There are several limitations in this study. First, it is an open-label study that did not use a placebo or specify other antihypertensive drugs for comparison. Therefore, it seems difficult to determine the precise mechanism(s) by which telmisartan functions as an ARB and/or PPARγ agonist to improve endothelial function after the year-long treatment observed here. Second, because improved endothelial function was shown in patients with hypertension after treatment with various antihypertensive agents,38, 39, 40 we could not exclude the possibility that some patients pretreated with various antihypertensive drugs already had improved endothelial function before this study. Nevertheless, this work clearly shows that endothelial function was significantly and similarly improved after 1 year of treatment with telmisartan either with or without pretreatment with ACEI/ARB and/or thiazolidinedione before the entry of patients into this study. This suggests that newly started telmisartan could have contributed to the improvement in endothelial function observed in this study. Finally, all our patients followed the standard management protocols of diet and mild exercise for diabetes used at our department. As this was an open-label study (a limitation, as discussed), it is difficult to differentiate the influence of telmisartan from the effects of our standard diabetes management. Nevertheless, several clinical studies that included control subjects have already shown that treatment with telmisartan led to significant improvements in metabolic profile and body weight.14, 15, 16, 17, 41 Thus, it is reasonable to assume that the improvement in endothelial function observed in our study could have resulted from telmisartan treatment.

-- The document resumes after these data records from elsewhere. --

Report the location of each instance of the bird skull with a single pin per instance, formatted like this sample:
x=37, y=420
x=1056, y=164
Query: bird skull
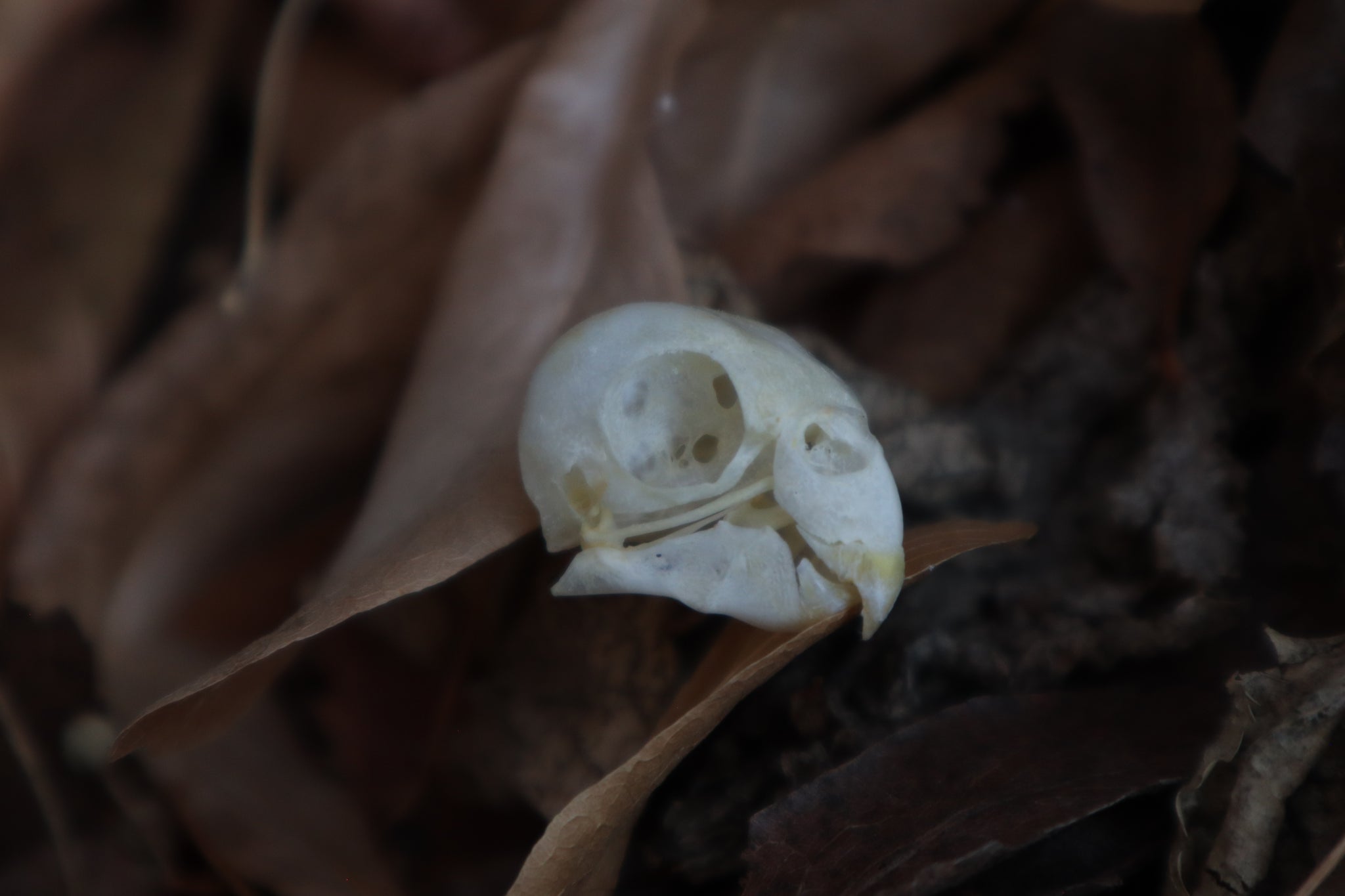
x=709, y=458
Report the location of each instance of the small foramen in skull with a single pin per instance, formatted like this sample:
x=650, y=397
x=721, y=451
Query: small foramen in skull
x=709, y=458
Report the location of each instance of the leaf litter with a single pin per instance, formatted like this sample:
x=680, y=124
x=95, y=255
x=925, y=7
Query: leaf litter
x=1024, y=233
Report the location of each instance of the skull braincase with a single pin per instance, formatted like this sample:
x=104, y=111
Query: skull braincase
x=709, y=458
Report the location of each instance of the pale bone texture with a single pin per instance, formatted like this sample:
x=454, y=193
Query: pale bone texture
x=709, y=458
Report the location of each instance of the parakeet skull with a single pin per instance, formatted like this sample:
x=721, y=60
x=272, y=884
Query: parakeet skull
x=709, y=458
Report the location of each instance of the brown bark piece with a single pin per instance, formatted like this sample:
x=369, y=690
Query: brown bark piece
x=950, y=796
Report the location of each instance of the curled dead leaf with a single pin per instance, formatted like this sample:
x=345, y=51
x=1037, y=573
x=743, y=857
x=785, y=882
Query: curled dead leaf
x=584, y=844
x=898, y=198
x=953, y=794
x=89, y=186
x=447, y=492
x=768, y=91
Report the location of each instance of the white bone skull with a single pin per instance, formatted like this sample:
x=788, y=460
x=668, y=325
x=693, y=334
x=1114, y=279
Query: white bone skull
x=709, y=458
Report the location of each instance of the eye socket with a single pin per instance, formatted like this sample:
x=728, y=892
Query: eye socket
x=830, y=454
x=674, y=419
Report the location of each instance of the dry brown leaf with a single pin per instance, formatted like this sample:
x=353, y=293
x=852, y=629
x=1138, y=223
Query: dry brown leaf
x=950, y=796
x=770, y=91
x=29, y=32
x=300, y=379
x=88, y=194
x=335, y=92
x=1294, y=120
x=583, y=848
x=929, y=545
x=898, y=198
x=1156, y=7
x=572, y=689
x=423, y=37
x=942, y=330
x=255, y=802
x=568, y=223
x=1156, y=121
x=1281, y=721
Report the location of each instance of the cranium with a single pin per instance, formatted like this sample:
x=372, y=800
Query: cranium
x=709, y=458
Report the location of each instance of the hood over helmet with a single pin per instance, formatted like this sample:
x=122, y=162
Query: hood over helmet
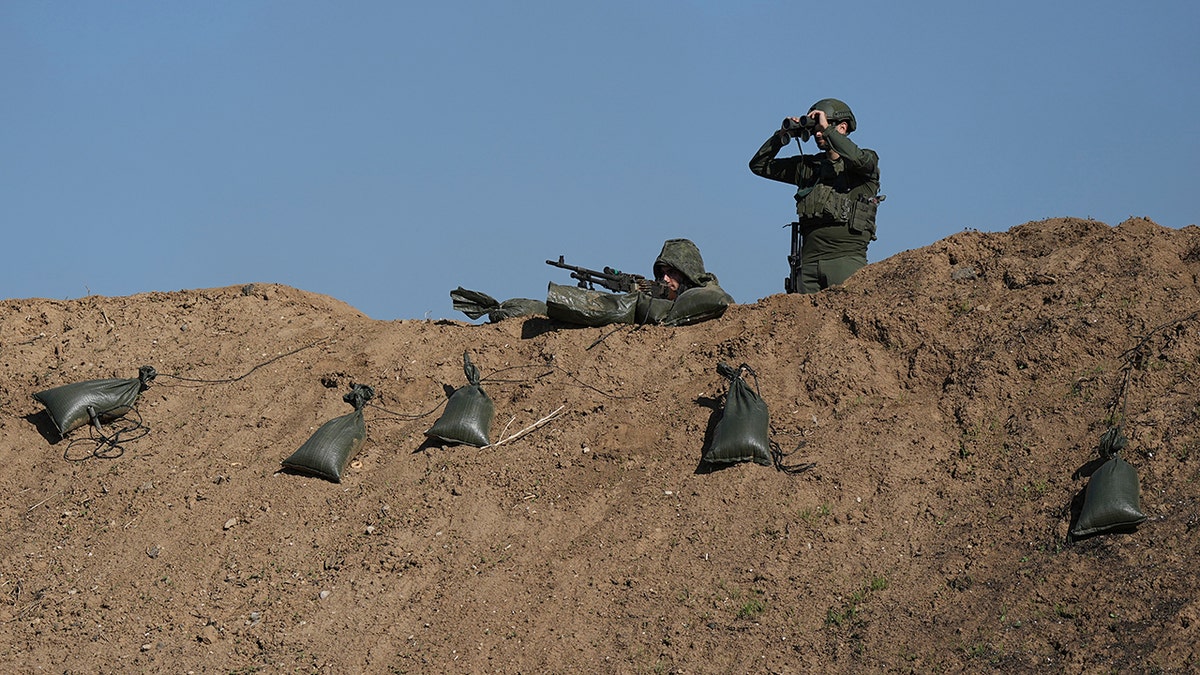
x=835, y=112
x=684, y=256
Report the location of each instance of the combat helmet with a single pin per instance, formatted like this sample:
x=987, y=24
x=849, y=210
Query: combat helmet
x=835, y=112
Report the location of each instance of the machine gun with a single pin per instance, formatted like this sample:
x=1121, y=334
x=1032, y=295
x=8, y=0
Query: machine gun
x=611, y=279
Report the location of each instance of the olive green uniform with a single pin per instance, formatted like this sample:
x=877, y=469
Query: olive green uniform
x=700, y=298
x=835, y=231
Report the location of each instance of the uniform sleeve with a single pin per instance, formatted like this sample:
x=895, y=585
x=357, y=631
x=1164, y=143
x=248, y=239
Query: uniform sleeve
x=858, y=160
x=786, y=169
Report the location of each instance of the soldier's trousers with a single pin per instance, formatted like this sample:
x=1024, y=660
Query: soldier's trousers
x=823, y=274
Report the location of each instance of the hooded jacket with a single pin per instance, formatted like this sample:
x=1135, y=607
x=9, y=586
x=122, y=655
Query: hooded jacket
x=684, y=256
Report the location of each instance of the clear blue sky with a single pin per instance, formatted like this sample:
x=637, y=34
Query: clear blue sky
x=384, y=153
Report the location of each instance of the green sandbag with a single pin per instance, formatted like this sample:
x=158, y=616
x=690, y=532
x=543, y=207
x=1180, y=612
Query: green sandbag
x=475, y=304
x=330, y=448
x=699, y=304
x=582, y=306
x=468, y=414
x=743, y=434
x=1113, y=500
x=108, y=399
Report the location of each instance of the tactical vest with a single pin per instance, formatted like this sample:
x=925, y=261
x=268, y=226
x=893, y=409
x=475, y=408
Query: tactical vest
x=822, y=205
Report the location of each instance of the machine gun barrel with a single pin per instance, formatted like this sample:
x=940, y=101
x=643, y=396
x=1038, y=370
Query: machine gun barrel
x=611, y=279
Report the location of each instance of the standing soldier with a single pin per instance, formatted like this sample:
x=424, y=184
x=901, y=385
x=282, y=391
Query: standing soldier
x=838, y=192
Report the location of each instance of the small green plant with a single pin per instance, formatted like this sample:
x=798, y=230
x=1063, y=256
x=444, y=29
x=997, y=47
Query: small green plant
x=751, y=608
x=849, y=611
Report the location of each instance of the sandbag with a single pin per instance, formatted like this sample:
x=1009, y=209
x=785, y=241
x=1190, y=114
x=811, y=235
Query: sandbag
x=582, y=306
x=1113, y=499
x=468, y=414
x=330, y=448
x=108, y=399
x=475, y=304
x=743, y=434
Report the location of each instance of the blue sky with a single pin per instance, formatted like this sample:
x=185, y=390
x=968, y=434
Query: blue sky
x=384, y=153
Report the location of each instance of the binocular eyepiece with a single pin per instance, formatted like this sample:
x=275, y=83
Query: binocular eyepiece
x=797, y=125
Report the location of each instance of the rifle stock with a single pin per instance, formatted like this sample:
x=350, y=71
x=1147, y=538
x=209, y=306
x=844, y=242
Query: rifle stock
x=611, y=279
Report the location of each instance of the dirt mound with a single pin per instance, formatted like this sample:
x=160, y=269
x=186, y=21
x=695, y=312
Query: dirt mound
x=943, y=402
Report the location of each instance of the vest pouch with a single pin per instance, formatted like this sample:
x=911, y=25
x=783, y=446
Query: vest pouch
x=862, y=216
x=822, y=203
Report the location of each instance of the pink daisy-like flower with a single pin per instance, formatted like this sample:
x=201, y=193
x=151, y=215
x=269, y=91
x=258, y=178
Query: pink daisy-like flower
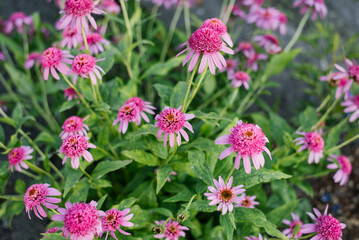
x=81, y=220
x=247, y=201
x=55, y=58
x=269, y=42
x=205, y=41
x=173, y=230
x=38, y=194
x=75, y=146
x=17, y=20
x=292, y=224
x=326, y=226
x=32, y=59
x=17, y=156
x=114, y=219
x=225, y=195
x=74, y=125
x=240, y=78
x=70, y=38
x=345, y=168
x=249, y=141
x=351, y=105
x=315, y=144
x=85, y=66
x=76, y=12
x=171, y=121
x=220, y=28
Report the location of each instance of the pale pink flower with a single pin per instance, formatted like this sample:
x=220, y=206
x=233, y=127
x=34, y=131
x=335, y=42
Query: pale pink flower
x=171, y=121
x=205, y=41
x=75, y=146
x=224, y=194
x=326, y=226
x=344, y=168
x=313, y=142
x=76, y=14
x=351, y=105
x=17, y=20
x=55, y=58
x=32, y=59
x=240, y=78
x=269, y=42
x=292, y=224
x=17, y=156
x=37, y=195
x=173, y=230
x=248, y=140
x=114, y=219
x=74, y=125
x=85, y=66
x=81, y=220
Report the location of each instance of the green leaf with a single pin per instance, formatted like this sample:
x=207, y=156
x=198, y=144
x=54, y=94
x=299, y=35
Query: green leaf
x=108, y=166
x=141, y=157
x=199, y=166
x=162, y=175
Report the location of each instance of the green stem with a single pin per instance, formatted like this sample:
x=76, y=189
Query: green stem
x=298, y=32
x=171, y=32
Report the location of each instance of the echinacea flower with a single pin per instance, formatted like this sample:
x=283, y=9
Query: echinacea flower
x=85, y=66
x=224, y=194
x=114, y=219
x=246, y=201
x=249, y=141
x=326, y=226
x=74, y=125
x=75, y=146
x=81, y=220
x=55, y=58
x=171, y=121
x=315, y=144
x=205, y=41
x=344, y=168
x=17, y=156
x=173, y=230
x=76, y=14
x=292, y=224
x=37, y=195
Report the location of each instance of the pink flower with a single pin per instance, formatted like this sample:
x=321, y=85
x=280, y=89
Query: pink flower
x=224, y=194
x=292, y=224
x=81, y=220
x=76, y=12
x=171, y=121
x=240, y=78
x=315, y=144
x=114, y=219
x=173, y=230
x=18, y=20
x=74, y=146
x=74, y=125
x=85, y=66
x=345, y=168
x=55, y=58
x=351, y=105
x=32, y=59
x=17, y=156
x=248, y=140
x=38, y=194
x=326, y=226
x=317, y=5
x=269, y=42
x=246, y=201
x=70, y=38
x=205, y=41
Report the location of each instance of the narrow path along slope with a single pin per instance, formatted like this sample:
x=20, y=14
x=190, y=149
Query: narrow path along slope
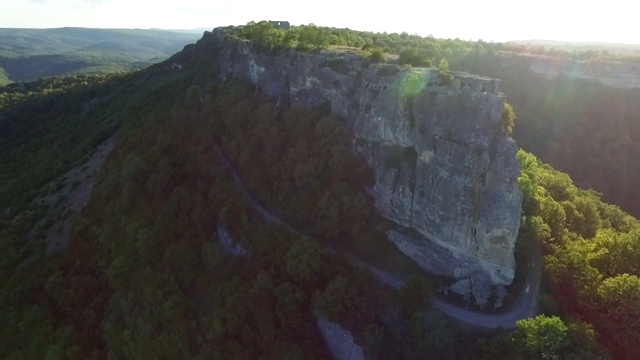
x=523, y=308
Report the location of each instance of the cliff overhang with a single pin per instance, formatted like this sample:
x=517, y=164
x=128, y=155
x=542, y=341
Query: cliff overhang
x=444, y=164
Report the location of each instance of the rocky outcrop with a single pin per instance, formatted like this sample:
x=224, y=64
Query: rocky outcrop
x=340, y=341
x=444, y=165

In conclusion, our study shows that 1-year treatment with telmisartan improved not only blood pressure and glucose and lipid metabolism but also endothelial function in hypertensive patients with T2DM, and that increases in plasma AN levels and decreases in office SBP are both independent determinants for improvement in endothelial function. These findings suggest a therapeutic role for telmisartan in improving endothelial function for the prevention of atherosclerosis in hypertensive patients with T2DM.